Blind Man’s Song, Pleasance Theatre, review: ‘Wonderfully tender but loses momentum’
- Credit: Richard Davenport
A very dark stage, a piano, a double bed.
A blind man appears in a long shabby coat, Derby hat, chest-high cane, tiny dark glasses. The noises he makes as he walks across the stage are grossly amplified. We see, he hears. Our world of light is his world of sound.
He falls asleep and dreams. And so begins a strange, disturbing love story acted out by two other characters – both shabbily dressed, both masked with head enveloping mesh. The blind man is played by Alex Judd and, for most of the hour-long work he plays an electric piano or violin, both hooked up to a repeat loop machine.

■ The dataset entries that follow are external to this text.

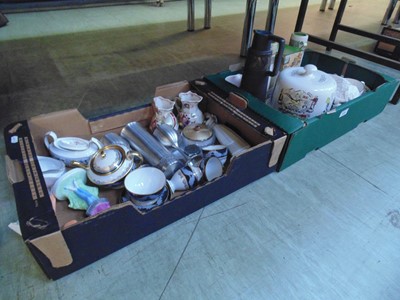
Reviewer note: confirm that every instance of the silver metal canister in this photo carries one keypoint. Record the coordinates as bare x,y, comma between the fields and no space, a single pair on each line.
151,149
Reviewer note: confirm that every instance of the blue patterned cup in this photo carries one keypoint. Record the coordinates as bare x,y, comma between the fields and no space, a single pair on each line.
185,178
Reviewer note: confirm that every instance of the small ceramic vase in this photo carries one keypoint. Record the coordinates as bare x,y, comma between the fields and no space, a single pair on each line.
218,151
163,113
189,111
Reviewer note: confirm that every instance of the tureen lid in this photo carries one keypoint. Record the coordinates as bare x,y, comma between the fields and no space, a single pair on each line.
197,132
107,160
309,77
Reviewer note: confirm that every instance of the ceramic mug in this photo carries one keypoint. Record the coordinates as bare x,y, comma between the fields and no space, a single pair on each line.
185,178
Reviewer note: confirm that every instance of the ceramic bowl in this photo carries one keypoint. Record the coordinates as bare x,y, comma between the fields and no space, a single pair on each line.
69,149
51,168
199,135
145,184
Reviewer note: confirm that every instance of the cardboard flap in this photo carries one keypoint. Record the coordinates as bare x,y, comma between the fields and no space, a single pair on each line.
14,170
117,121
64,123
172,89
55,248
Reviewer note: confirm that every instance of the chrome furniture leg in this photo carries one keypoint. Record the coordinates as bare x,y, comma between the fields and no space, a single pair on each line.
207,14
190,25
389,11
272,13
248,26
323,5
397,16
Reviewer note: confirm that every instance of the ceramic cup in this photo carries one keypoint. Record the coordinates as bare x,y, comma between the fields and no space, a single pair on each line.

His music reminds one of Glass and John Adams but with perhaps a little less ambition.
The work was conceived by Guillaume Pigé who, with Selma Roth, play the masked pair. An intensely physical performance they have worked hard to produce a world that makes sense of the dreams of a blind person. Their movement is intensely physical, but not stilted or restricted and at times its wonderfully tender.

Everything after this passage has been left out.